Chapter 9 NYCComplaintApp

9.1 Introduction

For this assignment, I opted to build off code my professor (Christian Martinez) created and use that as a launch point for thinking about language analysis. For the first study in my thesis project, we ended up collecting a lot of “open-response” data. Yet, it wasn’t directly related to our overall questions, so didn’t do much of anything with it. I thought that I could use this project to start exploring very very basic language analysis ideas, in case my advisor and I ever decided to do something with that existing data. (Note: This code is intended for rhsiny,not rmd, so it will not run within this book).

9.2 Calling Our Data

library(shiny)
library(wordcloud)
library(tm)

data_311 <- nyc_311(limit = 10000)

9.3 Interactive Visualizations

Below, I preserved your code from class.

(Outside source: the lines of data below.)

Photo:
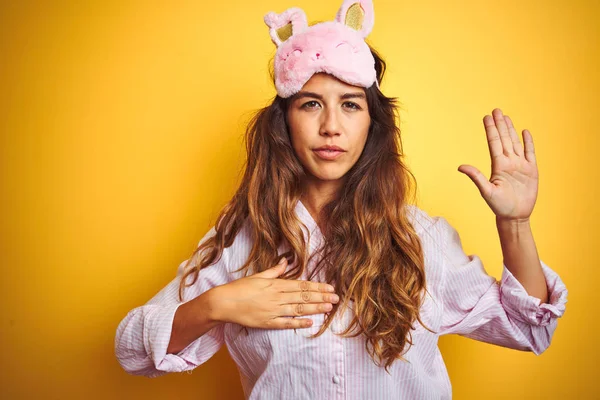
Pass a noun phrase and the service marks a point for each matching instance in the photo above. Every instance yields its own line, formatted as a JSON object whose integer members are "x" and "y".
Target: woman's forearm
{"x": 521, "y": 257}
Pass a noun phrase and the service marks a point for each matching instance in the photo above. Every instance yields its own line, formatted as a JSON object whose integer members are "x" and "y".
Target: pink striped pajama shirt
{"x": 286, "y": 364}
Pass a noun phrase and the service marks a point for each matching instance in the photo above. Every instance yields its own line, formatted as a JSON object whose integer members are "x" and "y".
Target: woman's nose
{"x": 330, "y": 124}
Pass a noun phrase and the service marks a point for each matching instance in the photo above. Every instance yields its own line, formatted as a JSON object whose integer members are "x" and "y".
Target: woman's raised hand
{"x": 264, "y": 301}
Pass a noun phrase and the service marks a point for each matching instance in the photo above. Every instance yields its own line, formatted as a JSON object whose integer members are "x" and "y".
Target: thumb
{"x": 275, "y": 271}
{"x": 477, "y": 177}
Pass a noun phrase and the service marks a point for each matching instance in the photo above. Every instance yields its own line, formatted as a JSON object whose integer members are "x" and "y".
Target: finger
{"x": 493, "y": 138}
{"x": 503, "y": 132}
{"x": 290, "y": 323}
{"x": 517, "y": 146}
{"x": 275, "y": 271}
{"x": 302, "y": 286}
{"x": 299, "y": 309}
{"x": 529, "y": 148}
{"x": 308, "y": 297}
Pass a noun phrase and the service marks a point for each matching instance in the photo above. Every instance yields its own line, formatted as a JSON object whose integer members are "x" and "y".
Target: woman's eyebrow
{"x": 345, "y": 96}
{"x": 355, "y": 95}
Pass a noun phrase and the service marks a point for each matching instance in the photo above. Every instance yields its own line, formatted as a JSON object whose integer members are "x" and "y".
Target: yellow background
{"x": 121, "y": 137}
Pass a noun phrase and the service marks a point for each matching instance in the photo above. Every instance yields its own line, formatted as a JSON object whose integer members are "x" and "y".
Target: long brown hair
{"x": 372, "y": 254}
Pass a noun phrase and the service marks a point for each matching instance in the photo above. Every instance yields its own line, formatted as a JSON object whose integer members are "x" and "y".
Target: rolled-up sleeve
{"x": 478, "y": 306}
{"x": 144, "y": 334}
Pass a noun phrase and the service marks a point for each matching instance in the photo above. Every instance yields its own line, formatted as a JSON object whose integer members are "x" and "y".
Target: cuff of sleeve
{"x": 529, "y": 309}
{"x": 158, "y": 325}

I edited some minor aspects (such as the max number of complaints, fonts, colors, etc.), but kept it as it was otherwise.

inputPanel(
  selectInput("boro","Choose a Borough:",
              choices = c("BRONX","BROOKLYN","MANHATTAN","QUEENS","STATEN ISLAND","Unspecified")),
  sliderInput("top_n","Number of Top Complaint Types:", min = 5, max = 15, value = 10)
)

Choose a Borough:

Number of Top Complaint Types:

renderPlot({
  data_311 %>%
    filter(borough == input$boro) %>%
    count(complaint_type, sort = TRUE) %>%
    slice_head(n = input$top_n) %>%
    ggplot(aes(n, fct_reorder(complaint_type, n))) +
    geom_col(fill = "purple") +
    labs(
      title = paste("Top Complaint Types in", input$boro),
      x = "Number of Complaints",
      y = "Complaint Type"
    ) +
    theme_minimal(base_size = 30) +   
    theme(
      plot.title = element_text(size = 30, face = "bold"),   
      axis.text = element_text(size = 20),                  
      axis.title = element_text(size = 18)                   
    )
})

9.4 Word Clouds

After this, I thought it would be interesting to create a word cloud, based on the specific descriptions of the complaints tenants gave. While, obviously, word clouds are not particularly scientific, I think they are fun, and even meaningful, visual representations of the data. (Also, they are good starting points for t-shirt design, for anyone who wishes to protest NYC’s landlords). I did use outside resources for this code, but I tried to make sure I understood what every piece of it meant. I also opted to eliminate the words entire, apartment & building from the code, since I didn’t feel that they provided particularly meaningful descriptions of the types of complaints tenants were making. The amount of words that pop up in the word cloud correspond to both the borough and amount of overall complaints one selects at the beginning.

renderPlot({
  
  par(mar = c(2, 2, 4, 2)) 

  text_data <- data_311[data_311$borough == input$boro, "descriptor"]
  
  text_data <- text_data[!is.na(text_data)]
  text_data <- text_data[text_data != ""]

  corpus <- VCorpus(VectorSource(text_data))
  corpus <- tm_map(corpus, content_transformer(tolower))
  corpus <- tm_map(corpus, removePunctuation)
  corpus <- tm_map(corpus, removeNumbers)
  corpus <- tm_map(corpus, removeWords, stopwords("english"))
  corpus <- tm_map(corpus, removeWords, c("entire", "apartment", "building"))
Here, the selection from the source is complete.